Comments made from Prime Minister David Cameron regarding private rent prices have been slammed by the shadow housing minister.
Cameron Misleading over Rents
During a recent Prime Minister’s Questions, Mr Cameron responded to a question on rental prices from Dame Joan Ruddock MP, Labour’s representative for Lewisham Deptford. Cameron responded by saying: “As I understand it, all parties are committed to reform housing benefit. That was Labour’s commitment before the election.
“The housing benefit bill is completely out of control. Labour’s own welfare spokesman said last week that, at £20 billion, it was unacceptable and had to change. What we have seen so far, as housing benefit has been reformed and reduced, is that rent levels have come down, so we have stopped ripping off the taxpayer.”
Unsurprisingly, the Prime Minister’s comments did not sit well with shadow housing minister Jack Dromney, who retorted: “What planet does David Cameron live on?”
Dromney went on to say: “There is no evidence that rents are falling. On the contrary, every survey including that conducted by Shelter demonstrates that private rents continue to soar. We will be asking No. 10 to correct the statement made by the Prime Minister to the House of Commons which is clearly wrong.”
Mr Cameron’s comments also riled members of the social housing sector. Abi Davies, Assistant Director of Policy and Practice at the Chartered Institute of Housing, took to Twitter to state: “I’m wondering what data David Cameron is using to support his claim that rents have fallen due to housing benefit reform.”

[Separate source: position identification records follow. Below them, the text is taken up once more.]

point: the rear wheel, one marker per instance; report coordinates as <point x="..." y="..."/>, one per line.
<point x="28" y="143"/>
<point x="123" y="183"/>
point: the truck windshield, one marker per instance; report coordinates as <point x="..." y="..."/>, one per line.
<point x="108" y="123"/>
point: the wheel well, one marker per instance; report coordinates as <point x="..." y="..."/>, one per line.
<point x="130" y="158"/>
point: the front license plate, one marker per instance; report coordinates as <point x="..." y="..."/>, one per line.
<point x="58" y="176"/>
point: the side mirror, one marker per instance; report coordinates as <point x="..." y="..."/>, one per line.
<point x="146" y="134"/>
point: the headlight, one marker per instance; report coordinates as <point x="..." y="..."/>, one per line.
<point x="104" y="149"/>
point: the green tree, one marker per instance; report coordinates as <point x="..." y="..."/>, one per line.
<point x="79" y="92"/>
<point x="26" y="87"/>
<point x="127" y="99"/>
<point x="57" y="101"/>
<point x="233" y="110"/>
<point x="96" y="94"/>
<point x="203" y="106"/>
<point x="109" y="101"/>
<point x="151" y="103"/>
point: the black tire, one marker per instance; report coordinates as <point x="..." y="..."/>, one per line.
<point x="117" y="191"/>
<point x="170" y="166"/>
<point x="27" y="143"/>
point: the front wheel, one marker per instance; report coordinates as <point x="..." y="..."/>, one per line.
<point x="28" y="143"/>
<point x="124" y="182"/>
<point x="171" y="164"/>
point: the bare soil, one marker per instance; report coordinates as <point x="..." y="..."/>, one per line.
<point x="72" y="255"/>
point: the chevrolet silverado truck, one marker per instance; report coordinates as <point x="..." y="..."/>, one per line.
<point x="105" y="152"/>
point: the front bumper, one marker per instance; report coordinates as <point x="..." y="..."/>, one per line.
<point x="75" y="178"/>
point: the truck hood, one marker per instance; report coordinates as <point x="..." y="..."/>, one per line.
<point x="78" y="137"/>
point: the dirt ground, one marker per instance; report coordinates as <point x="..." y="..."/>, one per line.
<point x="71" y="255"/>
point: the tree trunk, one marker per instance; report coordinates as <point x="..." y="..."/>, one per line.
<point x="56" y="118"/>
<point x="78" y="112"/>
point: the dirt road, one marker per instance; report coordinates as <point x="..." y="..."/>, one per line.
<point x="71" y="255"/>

Housing consultant Joe Halewood claimed: “The facts prove Cameron has misled Parliament with this statement.”
It is thought that Cameron based his statement on findings from LSL Property Services, whose rent index showed a fall in November. However, LSL Director, David Newnes, said: “Although rents fell on a monthly basis in November, it’s premature to suggest this is a consequence of policy changes.”
Newnes suggests that the main reason, ‘is likely to be the usual seasonal slowdown. Since 2008, November rents have risen only once-by just 0.1%-and have fallen every December. In all of the last four years, rents started rising again by the spring.’
The explanation for this, Newnes states, is, ‘in the run-up to New Year, landlords tend to be less aggressive with pricing as greater prices on tenant finances and time away from work or study means a higher risk of empty properties in this period.’ He says that, ‘we will only be able to measure the impact of the cuts for social tenants once they have had more time to feed through into the whole market.’